Mail: Hello xxxx,
I am glad to receive your letter and to read your answer. Thanks, that has
tried to give to me a free time to
reciprocate on my last letter!
. How are you, Matze ? I hope, at you
everything is all right?!? How your
mood? How state of health your close and native?! I hope, what with them, how
at you, all in a full order?!?
Please, answer me and if it is possible then transfer to them from me, my
warmest wishes. Ok? I hope, they will
accept my wishes?!...
With me everything is all right! I feel remarkably. Especially now, when I read
your letter and I write you the
answer!
. I hope, such pleasure how in me now, at reception of your letter,
it is mutual that pleasure which
now in you, at reading of my answer??!...
Concerning our meeting! xxxx, I think, that you hurry events! Why?! Because
now, we with you have got
acquainted just. And how you consider, who will agree to arrive to the person
whom at all you do not know?!?
You could arrive to me when it is perfect me do not know?!? Personally I, could
not... Moreover, I cannot think
of our meeting now because I do not know you with all and I do not have at all
at least one your photo. You
understand me in it, xxxx? Please, do not hurry event. Ok? I do not wish to
hurry up... I hope, you correctly
understand me in it?!
Ok... In this my letter, I would like to tell to you about my life, about my
family. I was born on December,
10th, 1982. I was born very small and very beautiful girl!
. Mine the daddy
and mum, were very happy to my
occurrence and I was, as I have found out it later, the most favourite
daughter! Yes, in a family, I was not
the only child. I have still elder sister (Viktoriya) which I very strongly
love and which also strongly loves
me! We are very similar with her, but only appearance. My sister has married
the man from Russia and now lives
with him already in a current of 5 years in happiness and pleasure. I am very
glad, that she could find true
love and the good man from Russia. Now, it is very difficult to meet here
worthy men. It is a shame to me to
speak about it, but here, in Russia, remains men who are really worthy respect
and attention very little. Many
Russian men are interested in drinking of spirits and mockery at the woman.
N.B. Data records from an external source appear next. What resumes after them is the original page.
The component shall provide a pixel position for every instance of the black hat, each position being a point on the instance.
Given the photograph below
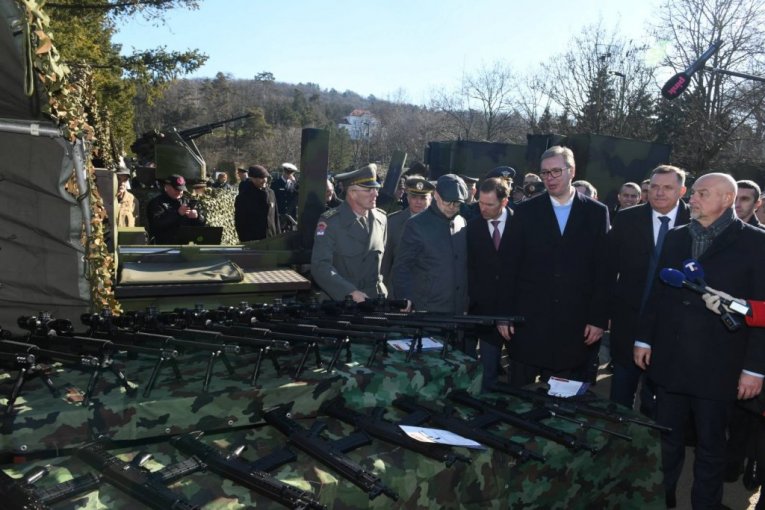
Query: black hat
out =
(418, 185)
(257, 171)
(366, 177)
(503, 172)
(177, 182)
(451, 188)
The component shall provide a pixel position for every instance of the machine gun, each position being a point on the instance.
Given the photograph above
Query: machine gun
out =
(331, 453)
(253, 475)
(206, 129)
(449, 325)
(377, 426)
(129, 477)
(574, 406)
(58, 343)
(239, 323)
(519, 421)
(23, 493)
(420, 413)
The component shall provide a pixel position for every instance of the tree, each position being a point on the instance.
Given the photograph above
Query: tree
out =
(83, 30)
(603, 82)
(717, 107)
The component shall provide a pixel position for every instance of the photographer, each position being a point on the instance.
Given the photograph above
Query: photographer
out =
(171, 210)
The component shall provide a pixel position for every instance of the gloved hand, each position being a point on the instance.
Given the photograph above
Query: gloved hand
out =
(712, 300)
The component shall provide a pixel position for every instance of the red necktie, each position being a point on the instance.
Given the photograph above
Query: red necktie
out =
(495, 235)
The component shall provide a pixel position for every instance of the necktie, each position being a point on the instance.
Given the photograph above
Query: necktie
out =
(495, 234)
(662, 234)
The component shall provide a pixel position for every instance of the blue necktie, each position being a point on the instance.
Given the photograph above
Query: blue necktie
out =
(663, 229)
(654, 262)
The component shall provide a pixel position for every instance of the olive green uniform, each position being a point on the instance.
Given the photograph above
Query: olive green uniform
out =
(345, 257)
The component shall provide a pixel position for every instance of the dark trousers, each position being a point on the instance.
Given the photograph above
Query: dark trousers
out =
(624, 385)
(490, 355)
(522, 374)
(710, 419)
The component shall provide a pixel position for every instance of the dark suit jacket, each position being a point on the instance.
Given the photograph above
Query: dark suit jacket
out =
(488, 276)
(692, 351)
(630, 246)
(558, 282)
Really we, Women, deserve, that us
beat and scoffed at us??!. Personally for me I am not interested absolutely not
by relations of a similar sort
and the more so with the man from Russia. I have decided for a long time
already, that if I will have long-term
and serious relations I will have them precisely not with the man from Russia.
It it is not necessary for me.
Opposite opinion, I have found out about men from abroad. As far as I know,
they it is much better, than local
men. And I have decided to try happiness here, on the Internet. Probably, I can
meet such man and to a smog to
be happy with him and, certainly, to give it all love, caress and attention...
I very much wish to create
beautiful and strong families with the man who can make me the happy girl. In
exchange to all to it, I always
will be near to him, both in a grief and in pleasure. And I very much hope,
that I will necessarily meet him
here. Probably, my hopes have already justified the expectations and I have met
him!!!
. I hope, you
understand me on whom I try to inform you now?!
. In any case, time will
show, how will be further... Ok, I
have a little receded from a theme. I will continue to speak about my family
further. I have already told to
you about my sister, but have not informed on my parents. To my great regret,
my parents have been killed in
the house. I do not know, whether you heard or, probably, saw on the TV when
spoke about apartment house
explosion in city Kazan?! And so, at this time, my parents were at home. All
house has been blown up. 14
persons have been killed, 9 persons were in hospital in a critical condition. I
and my sister were in a shock
when have found out about this tragedy. I could not come in consciousness and
understand, that I do not have
parents in a current of very long time more. Just now, me it becomes little bit
better. But I all the same
continue to think of the parents. To me it is very strong them does not
suffice. I very strongly love them... I
have lost them 1 one year ago. It is very terrible tragedy and I would not like
to recollect it further. I
hope, you can understand me in it?!? I can add only one, that when people spoke
about this tragedy on the TV
and informed on it as about accident as if gas leak I am assured was the house
reason only, that it was not
accident. It was the next act of terrorism. I do not understand such people who
kill innocent people... Ok, I
will not continue to speak about it further, I would not like, that you thought
of me, as if I complain...
Please, forgive me, if something not so. Ok? You is better inform me on the
parents! I hope, that you can tell
to me about them more and only the good! I hope, what with your parents
everything is all right?!? You have the
brother or, sister?! Tell to me about your family. I will be glad the nobility
about it...
Alas, but my time, which I have ordered hour back to write you the letter, I
have come to an end also is
compelled to say goodbye to you. But I very much hope, that tomorrow I will
receive your letter and our
dialogue to proceed further. Once again, please, forgive, if this my letter, it
has appeared not such what you
from me expected it. I have simply thought, that is possible, it will be
important to you to know about my
relatives...
With tenderness and respect... Ekaterina.